You have a heart attack and had a stent deployed in one of your major coronary arteries.  You will require to take an anti-platelet drug (i.e. a kind of mild blood thinner) to prevent aggregation of blood cells that will form to blood clot (thrombus) that will eventually block the stent (stent thrombosis) leading to another heart attack.  Currently the common antiplatelet drugs available are “one size fits all”.  But they may not work the same way for everyone.  The drug may have little effect on preventing the clot from forming on your stent.  It is difficult to predict who will benefit from the medication and who will not respond at all and who will experience negative side effects.  Luckily your doctor sequences your genome to decide if the antiplatelet drug will be effective for you.  It happens that you have a genetic variant indicating that this commonly used drug will have little effect on you.  Armed with this knowledge, your doctor will not be risking you this common antiplatelet drug.  Instead another drug will be provided to you that will prevent the dreaded stent thrombosis.
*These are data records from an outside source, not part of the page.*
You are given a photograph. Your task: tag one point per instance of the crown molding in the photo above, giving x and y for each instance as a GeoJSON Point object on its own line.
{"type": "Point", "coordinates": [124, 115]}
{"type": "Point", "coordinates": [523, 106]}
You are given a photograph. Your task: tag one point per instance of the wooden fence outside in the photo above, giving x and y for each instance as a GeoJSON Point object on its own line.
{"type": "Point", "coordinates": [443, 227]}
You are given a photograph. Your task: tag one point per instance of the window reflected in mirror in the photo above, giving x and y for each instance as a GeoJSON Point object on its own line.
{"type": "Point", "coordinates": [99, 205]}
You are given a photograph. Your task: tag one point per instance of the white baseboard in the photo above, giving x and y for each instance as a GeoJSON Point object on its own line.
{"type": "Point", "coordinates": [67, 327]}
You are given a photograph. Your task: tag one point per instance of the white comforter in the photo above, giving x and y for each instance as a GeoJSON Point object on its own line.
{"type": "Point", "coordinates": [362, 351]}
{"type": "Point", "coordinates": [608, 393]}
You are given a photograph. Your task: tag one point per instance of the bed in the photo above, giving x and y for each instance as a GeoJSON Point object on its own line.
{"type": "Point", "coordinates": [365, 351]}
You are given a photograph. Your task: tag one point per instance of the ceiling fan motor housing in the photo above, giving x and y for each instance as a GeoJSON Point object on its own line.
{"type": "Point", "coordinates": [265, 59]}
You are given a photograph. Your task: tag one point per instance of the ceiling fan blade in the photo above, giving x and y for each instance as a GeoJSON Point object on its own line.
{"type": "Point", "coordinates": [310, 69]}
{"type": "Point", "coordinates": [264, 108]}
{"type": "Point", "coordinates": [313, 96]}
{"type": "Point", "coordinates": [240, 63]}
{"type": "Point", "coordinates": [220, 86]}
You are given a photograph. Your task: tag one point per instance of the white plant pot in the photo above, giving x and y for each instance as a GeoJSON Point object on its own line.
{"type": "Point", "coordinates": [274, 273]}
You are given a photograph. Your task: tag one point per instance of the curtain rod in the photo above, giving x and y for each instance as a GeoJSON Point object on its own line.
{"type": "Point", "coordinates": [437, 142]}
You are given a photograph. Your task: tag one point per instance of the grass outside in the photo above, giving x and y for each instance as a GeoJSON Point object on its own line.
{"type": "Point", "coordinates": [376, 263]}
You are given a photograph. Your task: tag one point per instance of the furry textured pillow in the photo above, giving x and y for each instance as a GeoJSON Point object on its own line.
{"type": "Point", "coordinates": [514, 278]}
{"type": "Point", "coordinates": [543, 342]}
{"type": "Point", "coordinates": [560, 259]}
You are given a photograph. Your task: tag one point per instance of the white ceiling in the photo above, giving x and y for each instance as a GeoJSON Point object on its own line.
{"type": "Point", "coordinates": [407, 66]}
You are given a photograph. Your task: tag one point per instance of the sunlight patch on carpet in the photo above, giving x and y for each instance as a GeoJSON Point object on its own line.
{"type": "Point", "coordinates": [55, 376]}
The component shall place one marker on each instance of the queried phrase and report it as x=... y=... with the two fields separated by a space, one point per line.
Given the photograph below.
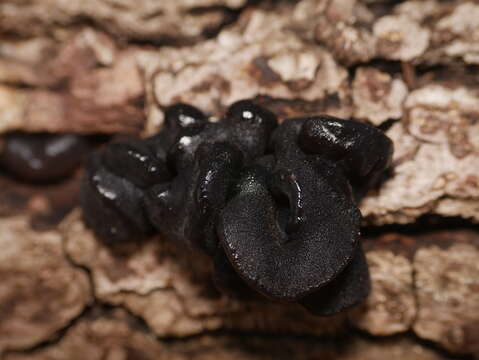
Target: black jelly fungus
x=271 y=204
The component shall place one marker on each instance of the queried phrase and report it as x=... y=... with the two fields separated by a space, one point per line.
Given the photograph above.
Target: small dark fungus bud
x=42 y=157
x=271 y=205
x=137 y=162
x=251 y=126
x=112 y=206
x=184 y=119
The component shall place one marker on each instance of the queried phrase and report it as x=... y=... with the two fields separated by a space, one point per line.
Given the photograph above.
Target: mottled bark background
x=111 y=66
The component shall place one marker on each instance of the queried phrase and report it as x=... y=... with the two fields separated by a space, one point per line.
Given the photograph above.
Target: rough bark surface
x=111 y=67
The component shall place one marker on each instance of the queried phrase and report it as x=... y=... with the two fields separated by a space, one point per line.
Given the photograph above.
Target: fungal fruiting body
x=274 y=206
x=42 y=157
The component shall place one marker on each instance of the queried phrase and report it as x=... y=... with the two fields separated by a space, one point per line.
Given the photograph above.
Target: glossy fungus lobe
x=42 y=157
x=347 y=290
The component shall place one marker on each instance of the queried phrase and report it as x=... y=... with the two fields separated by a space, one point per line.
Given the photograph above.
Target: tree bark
x=110 y=67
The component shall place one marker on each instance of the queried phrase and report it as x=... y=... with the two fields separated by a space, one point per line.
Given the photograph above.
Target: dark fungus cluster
x=273 y=205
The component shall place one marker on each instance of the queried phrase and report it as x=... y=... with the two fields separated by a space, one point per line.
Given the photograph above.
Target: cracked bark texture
x=111 y=67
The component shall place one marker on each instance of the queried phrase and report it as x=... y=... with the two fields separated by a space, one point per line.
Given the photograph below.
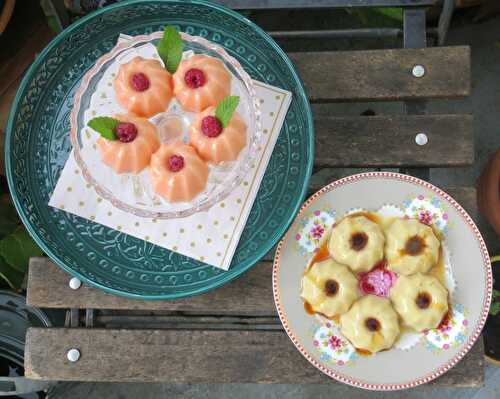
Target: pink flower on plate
x=425 y=217
x=317 y=231
x=445 y=325
x=335 y=342
x=377 y=282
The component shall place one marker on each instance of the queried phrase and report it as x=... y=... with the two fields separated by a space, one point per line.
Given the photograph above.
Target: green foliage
x=170 y=48
x=225 y=109
x=105 y=126
x=16 y=246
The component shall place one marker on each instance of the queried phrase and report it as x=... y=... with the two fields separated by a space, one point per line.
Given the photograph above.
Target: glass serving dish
x=134 y=193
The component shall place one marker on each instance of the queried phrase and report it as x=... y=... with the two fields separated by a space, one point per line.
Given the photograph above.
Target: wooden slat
x=48 y=288
x=190 y=357
x=385 y=74
x=249 y=295
x=386 y=141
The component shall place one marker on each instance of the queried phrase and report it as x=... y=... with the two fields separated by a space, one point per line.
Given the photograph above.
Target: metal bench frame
x=181 y=315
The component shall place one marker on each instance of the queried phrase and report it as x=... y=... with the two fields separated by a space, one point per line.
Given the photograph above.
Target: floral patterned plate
x=418 y=358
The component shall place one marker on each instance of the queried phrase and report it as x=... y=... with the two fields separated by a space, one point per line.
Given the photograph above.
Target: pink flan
x=215 y=143
x=143 y=87
x=201 y=81
x=178 y=172
x=131 y=152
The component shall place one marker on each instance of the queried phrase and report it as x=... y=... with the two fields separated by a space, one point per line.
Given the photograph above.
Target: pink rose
x=377 y=282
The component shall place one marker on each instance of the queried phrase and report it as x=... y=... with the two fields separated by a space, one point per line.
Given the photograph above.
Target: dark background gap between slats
x=249 y=295
x=384 y=75
x=275 y=4
x=180 y=356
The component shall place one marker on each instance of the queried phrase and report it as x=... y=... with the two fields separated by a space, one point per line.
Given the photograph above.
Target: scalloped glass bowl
x=134 y=193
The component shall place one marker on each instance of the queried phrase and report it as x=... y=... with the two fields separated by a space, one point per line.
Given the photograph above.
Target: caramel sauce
x=438 y=270
x=358 y=241
x=414 y=246
x=363 y=352
x=321 y=254
x=423 y=300
x=331 y=287
x=308 y=308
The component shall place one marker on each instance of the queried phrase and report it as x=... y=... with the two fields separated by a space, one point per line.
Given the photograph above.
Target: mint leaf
x=105 y=126
x=225 y=109
x=170 y=48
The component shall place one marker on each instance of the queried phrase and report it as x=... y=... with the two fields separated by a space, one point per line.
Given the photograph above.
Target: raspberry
x=194 y=78
x=126 y=132
x=211 y=126
x=139 y=81
x=175 y=163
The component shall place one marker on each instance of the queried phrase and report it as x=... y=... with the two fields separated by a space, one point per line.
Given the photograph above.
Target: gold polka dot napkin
x=211 y=237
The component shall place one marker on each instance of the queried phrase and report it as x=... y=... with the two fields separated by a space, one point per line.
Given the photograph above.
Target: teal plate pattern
x=38 y=145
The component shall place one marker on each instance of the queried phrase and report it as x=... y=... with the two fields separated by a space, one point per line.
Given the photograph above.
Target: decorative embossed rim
x=255 y=126
x=486 y=302
x=232 y=273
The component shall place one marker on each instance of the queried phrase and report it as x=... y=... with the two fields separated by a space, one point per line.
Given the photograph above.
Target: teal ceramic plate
x=38 y=145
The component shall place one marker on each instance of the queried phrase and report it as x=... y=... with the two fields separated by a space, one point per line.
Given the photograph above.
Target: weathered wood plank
x=48 y=287
x=386 y=141
x=248 y=295
x=384 y=74
x=190 y=357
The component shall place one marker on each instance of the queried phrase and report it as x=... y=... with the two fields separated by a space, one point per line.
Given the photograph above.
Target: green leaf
x=8 y=216
x=17 y=248
x=170 y=48
x=105 y=126
x=11 y=277
x=225 y=109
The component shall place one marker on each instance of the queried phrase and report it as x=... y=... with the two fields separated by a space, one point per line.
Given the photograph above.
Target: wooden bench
x=233 y=334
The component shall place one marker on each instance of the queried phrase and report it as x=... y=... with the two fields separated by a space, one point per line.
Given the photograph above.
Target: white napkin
x=212 y=236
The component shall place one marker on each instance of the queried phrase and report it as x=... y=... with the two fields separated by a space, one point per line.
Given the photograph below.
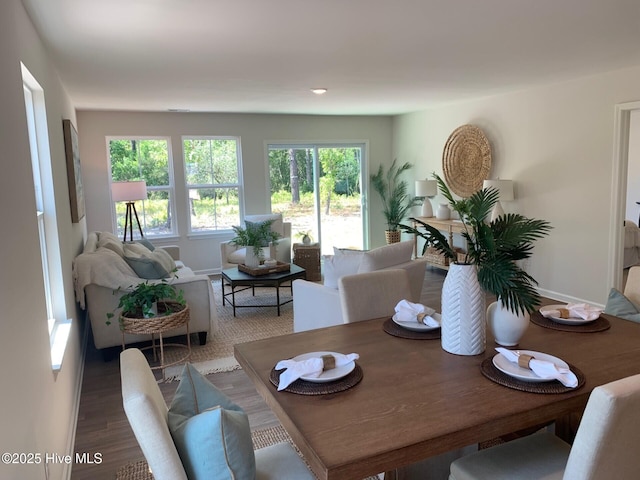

Simply put, this means using pharmacogenomics testings’ to “get the right doses of the right drug to the right patient at the right time”.

 

How is pharmacogenetics testing done?

  • Two buccal swabs collection are required
  • Your doctor will see you and fill up a request form (with all the necessary information)
  • The sample are collected by rubbing the buccal swabs firmly on the inside of one cheek for at least 45 seconds and then on the other cheek.
  • The swabs are then placed in the sample collection envelop and deliver to the genetic lab for analysis.
  • A personalised pharmacogenetics report will be given in 4 weeks with instructions for use, impact on medications, compilation of genetic review and individual gene review. A physician will also discuss this report with you and advise you accordingly.

 

Once again not all (or everyone) needs to do a pharmacogenetics test as you may currently not require to take any forms of medications.  Moreover every day new genetic information is added to the growing list of drugs tested.